Last Updated on March 6, 2026 by Chicago Policy Review Staff
In December 2024, Novo Nordisk discontinued insulin detemir (levemir) in the U.S. They cited manufacturing constraints, alternative insulins, and reduced formulary coverage. This decision removed one of only three basal insulin options. No generic could replace it since the FDA does not allow compounding of insulins, and expedited pathways still require extensive development. Thus, replacement options are not easily created. For millions of patients — children, pregnant women with gestational diabetes and those with Type 1 diabetes — the loss was not symbolic.
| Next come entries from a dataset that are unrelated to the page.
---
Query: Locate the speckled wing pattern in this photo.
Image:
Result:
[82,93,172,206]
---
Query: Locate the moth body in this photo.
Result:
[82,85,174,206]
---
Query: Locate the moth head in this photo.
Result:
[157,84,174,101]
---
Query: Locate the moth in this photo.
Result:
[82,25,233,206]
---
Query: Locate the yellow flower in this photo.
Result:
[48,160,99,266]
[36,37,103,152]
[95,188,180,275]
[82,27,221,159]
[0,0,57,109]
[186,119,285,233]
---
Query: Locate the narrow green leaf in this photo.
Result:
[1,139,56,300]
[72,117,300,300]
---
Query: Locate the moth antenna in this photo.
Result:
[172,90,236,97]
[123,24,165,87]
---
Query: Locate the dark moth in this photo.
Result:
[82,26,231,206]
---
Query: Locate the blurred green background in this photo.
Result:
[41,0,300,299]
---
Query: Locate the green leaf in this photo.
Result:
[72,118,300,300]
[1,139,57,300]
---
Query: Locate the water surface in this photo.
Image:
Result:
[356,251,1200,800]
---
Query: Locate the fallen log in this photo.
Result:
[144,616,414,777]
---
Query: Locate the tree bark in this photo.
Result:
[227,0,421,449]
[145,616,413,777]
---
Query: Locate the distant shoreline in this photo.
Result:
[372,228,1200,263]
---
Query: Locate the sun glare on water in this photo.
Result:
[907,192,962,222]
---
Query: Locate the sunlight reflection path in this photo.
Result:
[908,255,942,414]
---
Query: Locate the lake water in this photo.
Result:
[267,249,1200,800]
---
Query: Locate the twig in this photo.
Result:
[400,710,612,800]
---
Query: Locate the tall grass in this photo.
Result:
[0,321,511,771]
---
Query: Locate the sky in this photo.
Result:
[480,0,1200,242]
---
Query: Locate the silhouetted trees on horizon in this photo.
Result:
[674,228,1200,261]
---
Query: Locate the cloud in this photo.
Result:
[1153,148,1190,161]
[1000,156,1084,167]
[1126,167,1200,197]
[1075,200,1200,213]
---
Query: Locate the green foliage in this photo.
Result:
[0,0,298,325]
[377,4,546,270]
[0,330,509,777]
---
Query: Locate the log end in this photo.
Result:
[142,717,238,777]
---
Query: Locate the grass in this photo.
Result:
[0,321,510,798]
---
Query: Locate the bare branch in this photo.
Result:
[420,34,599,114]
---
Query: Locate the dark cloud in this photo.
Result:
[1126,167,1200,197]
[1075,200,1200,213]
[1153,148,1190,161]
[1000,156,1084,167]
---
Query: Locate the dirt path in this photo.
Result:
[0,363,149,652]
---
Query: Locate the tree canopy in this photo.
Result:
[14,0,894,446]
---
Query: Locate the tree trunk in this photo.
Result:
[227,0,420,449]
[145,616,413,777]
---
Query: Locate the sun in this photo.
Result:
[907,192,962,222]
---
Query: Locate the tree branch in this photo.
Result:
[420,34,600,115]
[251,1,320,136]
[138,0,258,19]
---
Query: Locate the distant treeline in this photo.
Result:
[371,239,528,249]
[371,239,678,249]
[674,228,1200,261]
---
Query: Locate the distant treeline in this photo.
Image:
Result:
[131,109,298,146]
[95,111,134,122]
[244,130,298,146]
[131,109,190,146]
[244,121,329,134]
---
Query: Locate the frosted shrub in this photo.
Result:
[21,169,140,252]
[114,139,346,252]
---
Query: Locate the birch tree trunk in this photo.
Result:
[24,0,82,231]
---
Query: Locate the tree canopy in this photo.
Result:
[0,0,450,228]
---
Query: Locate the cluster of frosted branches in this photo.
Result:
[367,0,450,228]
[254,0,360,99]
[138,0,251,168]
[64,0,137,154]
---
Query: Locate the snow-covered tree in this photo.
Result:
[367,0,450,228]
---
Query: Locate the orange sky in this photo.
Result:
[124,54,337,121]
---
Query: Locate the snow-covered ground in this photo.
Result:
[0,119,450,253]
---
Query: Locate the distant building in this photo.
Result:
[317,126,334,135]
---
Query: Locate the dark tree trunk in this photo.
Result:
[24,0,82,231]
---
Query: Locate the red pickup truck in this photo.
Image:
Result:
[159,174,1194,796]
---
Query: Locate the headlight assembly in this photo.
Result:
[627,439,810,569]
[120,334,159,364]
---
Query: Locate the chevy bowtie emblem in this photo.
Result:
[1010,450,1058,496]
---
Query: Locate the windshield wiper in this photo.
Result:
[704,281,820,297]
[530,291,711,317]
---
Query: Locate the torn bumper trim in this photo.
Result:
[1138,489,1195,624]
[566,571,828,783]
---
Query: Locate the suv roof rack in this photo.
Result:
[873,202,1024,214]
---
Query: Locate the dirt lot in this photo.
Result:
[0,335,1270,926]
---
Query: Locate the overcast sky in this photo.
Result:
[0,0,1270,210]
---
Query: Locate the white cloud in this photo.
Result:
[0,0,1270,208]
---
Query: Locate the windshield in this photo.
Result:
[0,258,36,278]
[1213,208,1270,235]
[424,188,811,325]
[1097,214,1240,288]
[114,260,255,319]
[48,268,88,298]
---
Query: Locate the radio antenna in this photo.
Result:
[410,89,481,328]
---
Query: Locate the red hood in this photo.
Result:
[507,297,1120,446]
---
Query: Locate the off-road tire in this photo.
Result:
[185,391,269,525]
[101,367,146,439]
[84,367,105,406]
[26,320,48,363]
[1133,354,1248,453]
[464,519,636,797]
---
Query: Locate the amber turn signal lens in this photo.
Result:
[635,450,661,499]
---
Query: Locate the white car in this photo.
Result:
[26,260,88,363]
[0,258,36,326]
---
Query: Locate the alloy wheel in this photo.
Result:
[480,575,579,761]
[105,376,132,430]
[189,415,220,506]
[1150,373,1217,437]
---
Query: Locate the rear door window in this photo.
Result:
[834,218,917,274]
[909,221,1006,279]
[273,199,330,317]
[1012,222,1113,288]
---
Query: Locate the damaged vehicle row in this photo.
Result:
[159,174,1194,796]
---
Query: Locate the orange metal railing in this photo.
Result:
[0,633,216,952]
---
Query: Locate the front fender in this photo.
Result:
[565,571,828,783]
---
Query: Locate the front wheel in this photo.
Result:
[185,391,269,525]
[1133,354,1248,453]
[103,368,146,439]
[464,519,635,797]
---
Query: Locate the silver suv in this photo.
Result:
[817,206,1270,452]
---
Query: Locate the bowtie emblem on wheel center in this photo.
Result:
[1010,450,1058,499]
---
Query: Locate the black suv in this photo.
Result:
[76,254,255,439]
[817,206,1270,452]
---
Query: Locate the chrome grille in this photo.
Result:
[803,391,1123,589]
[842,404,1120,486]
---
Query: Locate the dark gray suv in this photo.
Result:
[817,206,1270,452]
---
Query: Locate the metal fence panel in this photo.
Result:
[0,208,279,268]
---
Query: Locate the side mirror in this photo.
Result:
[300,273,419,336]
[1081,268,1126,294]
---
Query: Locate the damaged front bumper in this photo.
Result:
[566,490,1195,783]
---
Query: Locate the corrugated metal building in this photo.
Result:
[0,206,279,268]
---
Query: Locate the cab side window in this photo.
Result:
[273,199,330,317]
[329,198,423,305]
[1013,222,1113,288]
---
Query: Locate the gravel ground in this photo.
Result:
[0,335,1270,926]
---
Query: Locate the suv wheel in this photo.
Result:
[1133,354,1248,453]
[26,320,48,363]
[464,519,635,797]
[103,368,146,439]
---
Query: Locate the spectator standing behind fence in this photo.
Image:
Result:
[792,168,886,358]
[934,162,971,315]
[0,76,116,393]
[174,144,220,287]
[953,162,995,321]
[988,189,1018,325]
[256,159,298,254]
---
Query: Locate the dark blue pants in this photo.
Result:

Corporations acted within their business interests. Policy failures made this predictable. Patients now pay the price. Detemir’s disappearance is not one company’s failure. It is a flaw in U.S. drug policy where innovation is rewarded, but access is not guaranteed once a drug becomes commercially inconvenient.
To manage blood glucose levels, individuals either use an insulin pump that delivers short-acting insulin continuously, or they rely on self-administered injections: a basal (long-acting) insulin for background control and short-acting insulin for glucose spikes (such as eating meals).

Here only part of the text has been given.